Starting in 1957, the Great Northern put this eye-catching cover on its complete timetables. Whereas the 1947 and 1951 timetable covers were printed with just two colors (green and orange), with green print on all inside pages, this timetable cover uses the four-color process to get the green, orange, and yellow train. Interior pages are printed in black while the back cover uses blue ink.

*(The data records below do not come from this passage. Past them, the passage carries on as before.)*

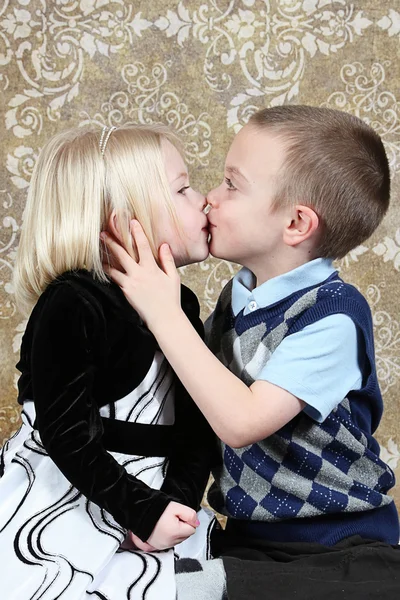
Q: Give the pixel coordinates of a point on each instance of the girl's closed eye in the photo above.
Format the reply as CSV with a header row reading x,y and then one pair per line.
x,y
183,189
229,183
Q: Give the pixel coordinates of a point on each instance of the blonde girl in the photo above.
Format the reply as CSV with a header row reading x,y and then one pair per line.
x,y
111,448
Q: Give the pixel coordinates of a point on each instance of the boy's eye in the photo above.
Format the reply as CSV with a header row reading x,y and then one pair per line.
x,y
183,190
229,184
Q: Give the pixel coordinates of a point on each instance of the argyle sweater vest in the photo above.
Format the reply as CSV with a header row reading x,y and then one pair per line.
x,y
306,472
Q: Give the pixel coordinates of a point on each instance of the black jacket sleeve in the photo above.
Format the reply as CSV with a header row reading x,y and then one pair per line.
x,y
65,343
195,444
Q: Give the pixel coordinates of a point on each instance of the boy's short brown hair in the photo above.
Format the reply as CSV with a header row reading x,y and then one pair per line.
x,y
335,163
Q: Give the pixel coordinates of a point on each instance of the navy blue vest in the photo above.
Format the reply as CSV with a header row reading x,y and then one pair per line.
x,y
310,481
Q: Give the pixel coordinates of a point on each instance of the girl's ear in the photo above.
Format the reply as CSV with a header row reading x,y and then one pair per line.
x,y
113,227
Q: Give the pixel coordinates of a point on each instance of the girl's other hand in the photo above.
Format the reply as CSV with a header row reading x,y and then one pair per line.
x,y
153,292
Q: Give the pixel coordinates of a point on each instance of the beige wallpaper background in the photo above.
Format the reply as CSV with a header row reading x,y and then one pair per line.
x,y
203,68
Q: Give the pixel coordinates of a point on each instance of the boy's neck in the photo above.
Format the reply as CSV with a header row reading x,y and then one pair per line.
x,y
274,266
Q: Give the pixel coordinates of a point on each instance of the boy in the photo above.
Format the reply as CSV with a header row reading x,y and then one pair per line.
x,y
294,396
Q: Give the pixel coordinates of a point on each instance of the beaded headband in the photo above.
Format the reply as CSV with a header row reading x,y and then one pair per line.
x,y
105,136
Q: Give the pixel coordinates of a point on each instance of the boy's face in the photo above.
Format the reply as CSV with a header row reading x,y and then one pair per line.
x,y
243,227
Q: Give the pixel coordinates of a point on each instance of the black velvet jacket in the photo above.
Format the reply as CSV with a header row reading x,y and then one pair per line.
x,y
85,347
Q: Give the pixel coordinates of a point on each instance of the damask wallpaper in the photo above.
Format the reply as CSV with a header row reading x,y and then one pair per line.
x,y
203,68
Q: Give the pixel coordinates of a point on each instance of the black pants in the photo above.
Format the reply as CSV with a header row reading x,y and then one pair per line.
x,y
354,569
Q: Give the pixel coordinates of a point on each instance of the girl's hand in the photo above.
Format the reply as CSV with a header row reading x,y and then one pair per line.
x,y
176,524
153,292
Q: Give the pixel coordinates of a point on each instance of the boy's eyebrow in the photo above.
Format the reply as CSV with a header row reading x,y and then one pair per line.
x,y
236,171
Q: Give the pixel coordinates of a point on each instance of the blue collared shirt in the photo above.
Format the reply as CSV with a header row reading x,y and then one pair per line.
x,y
319,364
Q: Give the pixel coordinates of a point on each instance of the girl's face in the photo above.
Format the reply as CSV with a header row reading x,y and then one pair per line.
x,y
191,243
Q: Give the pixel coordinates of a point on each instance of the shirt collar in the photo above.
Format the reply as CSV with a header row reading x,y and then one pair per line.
x,y
279,287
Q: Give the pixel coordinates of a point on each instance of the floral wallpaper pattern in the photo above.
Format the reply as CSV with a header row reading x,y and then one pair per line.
x,y
203,68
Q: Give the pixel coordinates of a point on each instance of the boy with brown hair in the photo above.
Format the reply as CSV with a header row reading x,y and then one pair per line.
x,y
294,395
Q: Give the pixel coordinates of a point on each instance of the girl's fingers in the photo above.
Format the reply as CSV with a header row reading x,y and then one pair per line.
x,y
125,260
115,275
167,260
142,244
185,530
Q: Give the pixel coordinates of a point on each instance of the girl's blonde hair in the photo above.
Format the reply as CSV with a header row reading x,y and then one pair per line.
x,y
72,194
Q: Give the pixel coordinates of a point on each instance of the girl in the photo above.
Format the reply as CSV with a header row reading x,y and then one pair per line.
x,y
110,441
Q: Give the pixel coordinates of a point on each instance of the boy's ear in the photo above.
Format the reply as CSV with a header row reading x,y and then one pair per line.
x,y
303,224
113,227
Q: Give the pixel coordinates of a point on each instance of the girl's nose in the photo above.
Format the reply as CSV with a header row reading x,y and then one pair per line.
x,y
211,200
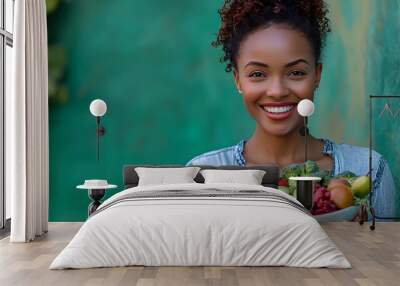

The bright colors contrast with the diminished size of the timetable, down to 28 pages from 36 in 1955 and 44 in 1947. Where I count 69 separate timetables of Great Northern and SP&S trains in 1947 and 51 in 1955, there are only 17 such timetables in 1961. Gone are nearly all of the local trains that do not cross state boundaries, meaning the Great Northern could discontinue them with permission from state authorities and without consulting the Interstate Commerce Commission, whose discontinuation process was much more rigorous.
The Great Northern/SP&S timetables fill 10-1/2 pages in 1961, down from 16 in 1955. Connecting bus schedules still use one page, but for some reason connecting train schedules are up to 5 pages from 4 in 1955. Fares still fill four pages, the index of stations is down to 2 pages instead of 3, and equipment used on various trains uses just 1 page instead of 2. There are no full-page ads in the 1961 timetable; the back cover is just a continuation of a list of ticket agents that started on the inside back cover.
The Chicago-Seattle round-trip coach fare is $95 (about $700 today). Add another $80.60 (about $625) for a lower berth; $85 for a duplex roomette (about $675 today); and $93.80 for a roomette (about $750 today) for a roomette. The price of playing cards with “new Indian portraits” has not increased since 1955.